Hi,
due to current threads like Locky etc, we want to block all incoming Office documents by file extension.
I've tested this with a simple BAT file which I've send to myself - of course from an external email domain.
As expected it get's quaratined cause of extension (BAT).
Now, we want to give the users a possible solution to still receive Office documents by email - we'd like to go the way Sophos recommends in his Whitepaper.
(Link for the German version: web.sophos.com/.../92aaef928aee3e5ff8216622c999157c.pdf
Excerpt of the relevant part in German:
Alternativ kann er den Geschäftspartner bitten, zukünftig alle Dokumente in ein passwortgeschütztes ZIP-Archiv einzupacken, dessen Passwort beide während dieses Gespräches ausmachen. Solche passwortgeschützte ZIP-Archive werden nie in E-MailQuarantäne gestellt,
Which is (roughly) in english:
The email sender should take all Office documents and ZIP them in an encrypted file. The password should be told by phone. Those ZIP-encrypted archives will never be sent to Quarantine...
But they will!
I took the same mentioned BAT file and zipped it - blocked reason Extension (BAT)
Same file zipped in an encrypted archive - same result, blocked with reason Extension (BAT).

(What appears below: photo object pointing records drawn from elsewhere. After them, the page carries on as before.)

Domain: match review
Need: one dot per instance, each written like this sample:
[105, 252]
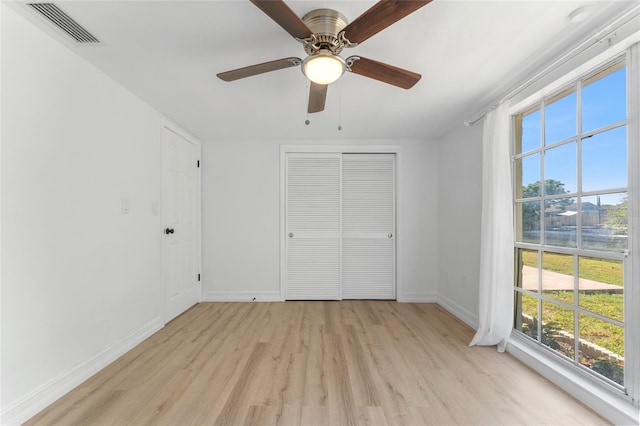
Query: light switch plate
[125, 205]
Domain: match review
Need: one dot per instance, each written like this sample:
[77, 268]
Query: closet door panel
[368, 225]
[313, 263]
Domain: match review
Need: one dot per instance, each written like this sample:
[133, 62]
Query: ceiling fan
[324, 33]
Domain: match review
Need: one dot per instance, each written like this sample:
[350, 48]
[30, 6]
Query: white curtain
[495, 310]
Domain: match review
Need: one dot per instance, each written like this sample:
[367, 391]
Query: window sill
[610, 403]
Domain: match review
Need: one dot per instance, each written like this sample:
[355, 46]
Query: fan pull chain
[307, 87]
[339, 106]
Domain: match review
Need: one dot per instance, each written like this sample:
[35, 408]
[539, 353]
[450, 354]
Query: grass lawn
[601, 270]
[609, 305]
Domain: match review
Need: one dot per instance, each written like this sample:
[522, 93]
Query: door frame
[343, 149]
[172, 127]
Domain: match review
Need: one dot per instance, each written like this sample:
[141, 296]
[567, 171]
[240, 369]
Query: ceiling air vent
[61, 20]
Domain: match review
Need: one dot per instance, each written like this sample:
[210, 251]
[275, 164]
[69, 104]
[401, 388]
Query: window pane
[560, 169]
[602, 347]
[528, 218]
[604, 99]
[605, 222]
[526, 314]
[560, 117]
[557, 328]
[557, 276]
[604, 160]
[601, 286]
[528, 172]
[560, 216]
[531, 131]
[527, 269]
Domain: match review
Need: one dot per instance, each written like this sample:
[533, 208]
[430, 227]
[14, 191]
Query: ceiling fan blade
[317, 96]
[259, 69]
[380, 16]
[284, 16]
[383, 72]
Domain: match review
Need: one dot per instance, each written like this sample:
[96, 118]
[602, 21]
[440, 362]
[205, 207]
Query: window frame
[630, 58]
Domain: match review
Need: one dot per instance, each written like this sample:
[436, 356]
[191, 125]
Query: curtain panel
[495, 309]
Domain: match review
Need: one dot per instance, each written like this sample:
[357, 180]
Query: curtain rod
[604, 34]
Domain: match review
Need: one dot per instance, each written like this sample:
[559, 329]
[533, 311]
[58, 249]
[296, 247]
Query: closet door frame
[343, 149]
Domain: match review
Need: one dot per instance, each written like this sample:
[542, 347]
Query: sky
[604, 162]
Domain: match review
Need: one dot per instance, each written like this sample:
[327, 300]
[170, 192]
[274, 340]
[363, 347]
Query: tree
[531, 211]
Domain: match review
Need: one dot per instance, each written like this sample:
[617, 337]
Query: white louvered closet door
[368, 226]
[312, 226]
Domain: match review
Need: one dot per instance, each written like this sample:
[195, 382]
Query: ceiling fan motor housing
[325, 24]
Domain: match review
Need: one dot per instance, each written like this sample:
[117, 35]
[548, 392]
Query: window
[570, 204]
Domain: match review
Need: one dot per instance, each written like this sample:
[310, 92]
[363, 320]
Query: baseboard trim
[35, 401]
[611, 404]
[459, 312]
[418, 298]
[242, 296]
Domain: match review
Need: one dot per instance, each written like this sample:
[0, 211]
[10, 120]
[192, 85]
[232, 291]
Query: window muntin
[572, 222]
[560, 117]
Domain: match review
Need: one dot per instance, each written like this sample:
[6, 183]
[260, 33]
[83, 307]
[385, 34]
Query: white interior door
[312, 223]
[368, 226]
[181, 223]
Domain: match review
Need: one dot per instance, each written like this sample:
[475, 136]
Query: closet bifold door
[312, 225]
[368, 226]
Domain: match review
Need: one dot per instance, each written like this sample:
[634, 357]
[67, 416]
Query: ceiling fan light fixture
[323, 67]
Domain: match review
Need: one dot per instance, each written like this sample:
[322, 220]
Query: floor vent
[61, 20]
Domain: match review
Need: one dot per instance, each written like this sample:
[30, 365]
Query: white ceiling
[469, 54]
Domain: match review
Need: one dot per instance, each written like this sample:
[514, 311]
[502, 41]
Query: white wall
[241, 218]
[459, 212]
[80, 280]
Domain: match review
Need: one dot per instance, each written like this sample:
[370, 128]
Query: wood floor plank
[315, 363]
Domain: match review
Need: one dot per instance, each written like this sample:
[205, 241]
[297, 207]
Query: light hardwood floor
[315, 363]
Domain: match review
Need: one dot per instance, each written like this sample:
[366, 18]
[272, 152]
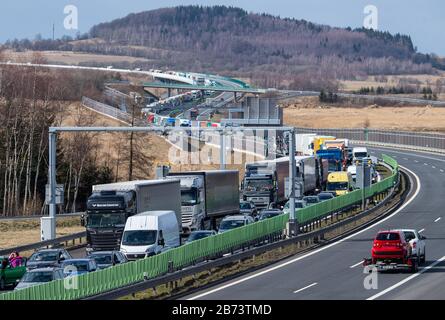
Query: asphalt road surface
[335, 271]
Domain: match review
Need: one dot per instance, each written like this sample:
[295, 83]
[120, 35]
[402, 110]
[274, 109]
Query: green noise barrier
[136, 271]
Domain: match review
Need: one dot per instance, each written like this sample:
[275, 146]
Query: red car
[390, 250]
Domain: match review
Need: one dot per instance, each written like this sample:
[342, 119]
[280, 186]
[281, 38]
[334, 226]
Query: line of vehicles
[136, 219]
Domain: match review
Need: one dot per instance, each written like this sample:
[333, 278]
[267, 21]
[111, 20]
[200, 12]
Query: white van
[359, 153]
[150, 233]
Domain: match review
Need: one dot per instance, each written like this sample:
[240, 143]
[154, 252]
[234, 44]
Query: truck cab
[107, 212]
[339, 182]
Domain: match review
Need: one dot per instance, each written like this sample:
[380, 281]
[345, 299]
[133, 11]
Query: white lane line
[356, 265]
[398, 284]
[281, 265]
[307, 287]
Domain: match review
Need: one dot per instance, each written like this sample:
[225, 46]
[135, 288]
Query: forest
[272, 51]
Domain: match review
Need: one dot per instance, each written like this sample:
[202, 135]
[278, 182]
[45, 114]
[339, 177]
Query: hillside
[272, 51]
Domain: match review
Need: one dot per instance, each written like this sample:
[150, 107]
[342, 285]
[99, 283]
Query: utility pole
[293, 223]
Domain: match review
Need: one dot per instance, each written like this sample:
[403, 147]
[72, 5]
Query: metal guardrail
[433, 142]
[254, 251]
[65, 215]
[46, 244]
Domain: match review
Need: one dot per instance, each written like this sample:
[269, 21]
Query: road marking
[356, 265]
[398, 284]
[286, 263]
[307, 287]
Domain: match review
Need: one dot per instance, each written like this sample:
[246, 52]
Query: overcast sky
[423, 20]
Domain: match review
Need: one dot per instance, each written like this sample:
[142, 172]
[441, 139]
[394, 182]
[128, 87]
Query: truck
[206, 196]
[304, 144]
[322, 171]
[335, 158]
[110, 205]
[149, 233]
[319, 141]
[264, 182]
[339, 182]
[305, 177]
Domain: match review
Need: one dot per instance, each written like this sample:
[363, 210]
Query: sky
[423, 20]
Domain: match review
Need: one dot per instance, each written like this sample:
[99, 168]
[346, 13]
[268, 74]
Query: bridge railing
[133, 272]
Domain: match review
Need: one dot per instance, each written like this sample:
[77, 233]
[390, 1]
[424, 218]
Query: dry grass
[72, 58]
[21, 232]
[308, 112]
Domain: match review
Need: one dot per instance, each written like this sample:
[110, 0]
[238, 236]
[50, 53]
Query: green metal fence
[133, 272]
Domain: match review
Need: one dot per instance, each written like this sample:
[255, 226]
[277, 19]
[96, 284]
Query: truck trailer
[206, 196]
[263, 182]
[110, 205]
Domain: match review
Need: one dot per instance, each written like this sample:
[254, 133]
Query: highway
[335, 271]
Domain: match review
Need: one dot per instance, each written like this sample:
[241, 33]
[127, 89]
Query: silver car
[38, 276]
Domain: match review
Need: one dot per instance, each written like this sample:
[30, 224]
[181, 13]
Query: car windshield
[259, 185]
[101, 258]
[311, 199]
[44, 256]
[101, 220]
[388, 236]
[332, 186]
[198, 235]
[189, 197]
[267, 215]
[139, 237]
[231, 224]
[409, 235]
[361, 155]
[77, 265]
[245, 206]
[38, 276]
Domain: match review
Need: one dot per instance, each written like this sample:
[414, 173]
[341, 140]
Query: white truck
[110, 205]
[150, 233]
[206, 196]
[305, 178]
[304, 144]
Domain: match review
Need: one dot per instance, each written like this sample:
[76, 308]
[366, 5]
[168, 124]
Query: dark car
[311, 200]
[39, 276]
[201, 234]
[323, 196]
[248, 207]
[106, 259]
[47, 258]
[75, 267]
[269, 213]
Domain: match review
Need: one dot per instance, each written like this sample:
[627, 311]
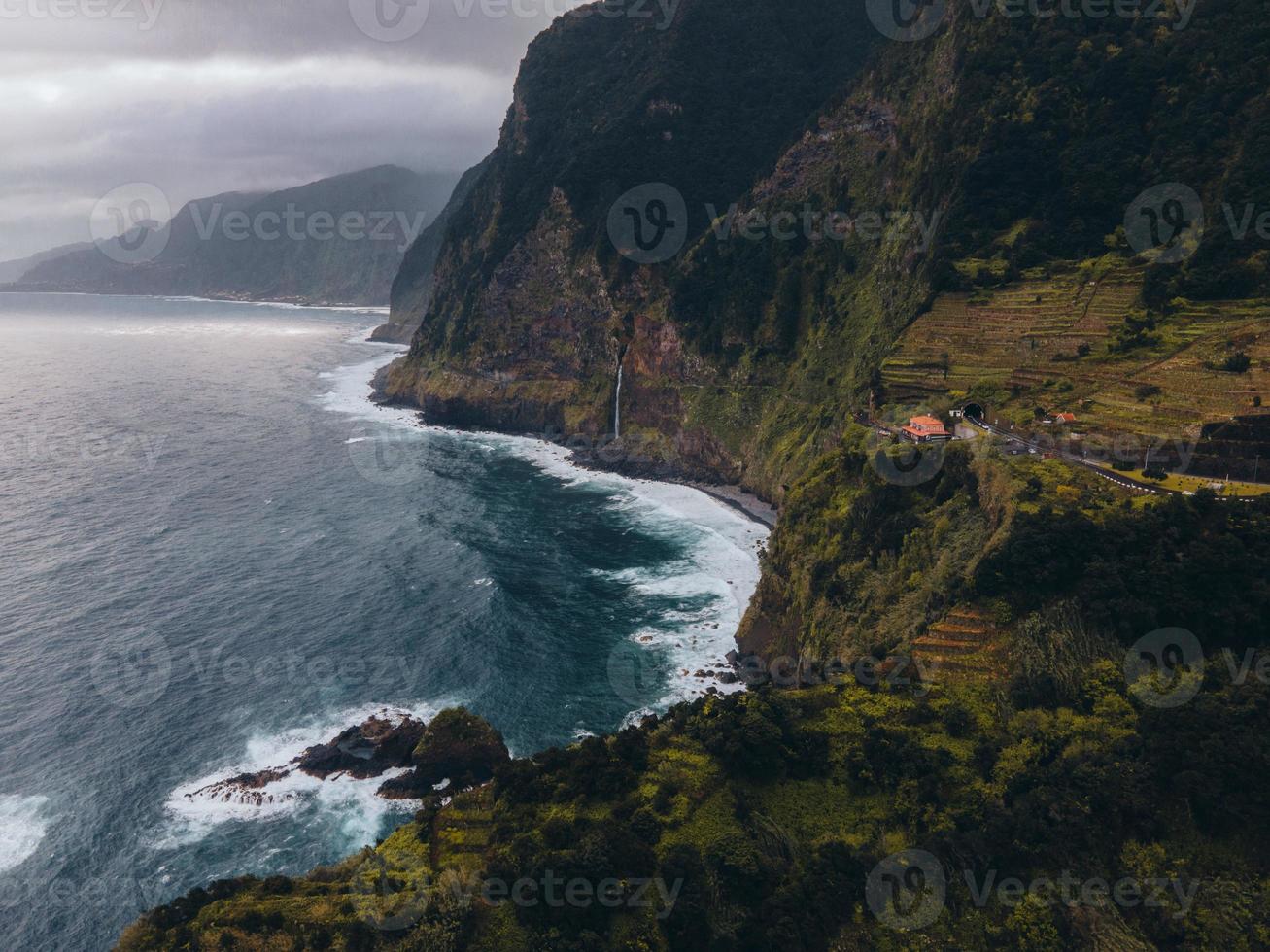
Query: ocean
[218, 551]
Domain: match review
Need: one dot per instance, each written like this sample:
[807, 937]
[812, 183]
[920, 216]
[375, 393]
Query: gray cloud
[201, 96]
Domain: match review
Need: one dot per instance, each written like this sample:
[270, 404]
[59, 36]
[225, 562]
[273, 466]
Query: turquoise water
[218, 551]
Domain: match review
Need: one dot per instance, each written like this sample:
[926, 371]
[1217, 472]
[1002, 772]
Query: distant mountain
[16, 269]
[338, 240]
[412, 289]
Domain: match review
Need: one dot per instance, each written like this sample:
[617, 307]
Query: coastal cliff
[835, 187]
[969, 636]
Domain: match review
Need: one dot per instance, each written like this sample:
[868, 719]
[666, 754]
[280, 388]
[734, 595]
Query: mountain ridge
[337, 240]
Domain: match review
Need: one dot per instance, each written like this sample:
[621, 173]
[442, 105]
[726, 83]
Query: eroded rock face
[366, 750]
[383, 743]
[459, 748]
[456, 750]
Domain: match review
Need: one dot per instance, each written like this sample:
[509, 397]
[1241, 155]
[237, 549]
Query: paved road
[1110, 476]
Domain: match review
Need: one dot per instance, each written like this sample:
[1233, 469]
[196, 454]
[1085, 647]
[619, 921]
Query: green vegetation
[1029, 137]
[765, 814]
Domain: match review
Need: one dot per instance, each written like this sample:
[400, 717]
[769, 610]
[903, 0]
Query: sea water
[218, 551]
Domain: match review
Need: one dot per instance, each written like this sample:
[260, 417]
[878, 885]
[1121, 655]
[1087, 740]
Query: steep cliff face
[832, 186]
[412, 287]
[534, 310]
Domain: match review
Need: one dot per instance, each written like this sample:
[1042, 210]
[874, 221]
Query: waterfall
[617, 405]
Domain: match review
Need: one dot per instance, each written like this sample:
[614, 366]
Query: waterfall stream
[617, 405]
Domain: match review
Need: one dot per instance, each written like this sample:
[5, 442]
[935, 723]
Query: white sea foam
[197, 807]
[720, 572]
[23, 824]
[228, 329]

Finally I've put the file in a folder and zipped the folder with an encrypted ZIP - same result :(
Is this a bug? And the UTM does not really decrypt the archive, but looks into the contained files?
How should one achieve what Sophos recommends?
Or am I completely looking in the wrong direction?
Thanks for hints and ideas.
BR
Michael
BTW: We are using Sophos UTM 9 (9.355-1) Appliance with Fullguard Subscription.
This thread was automatically locked due to age.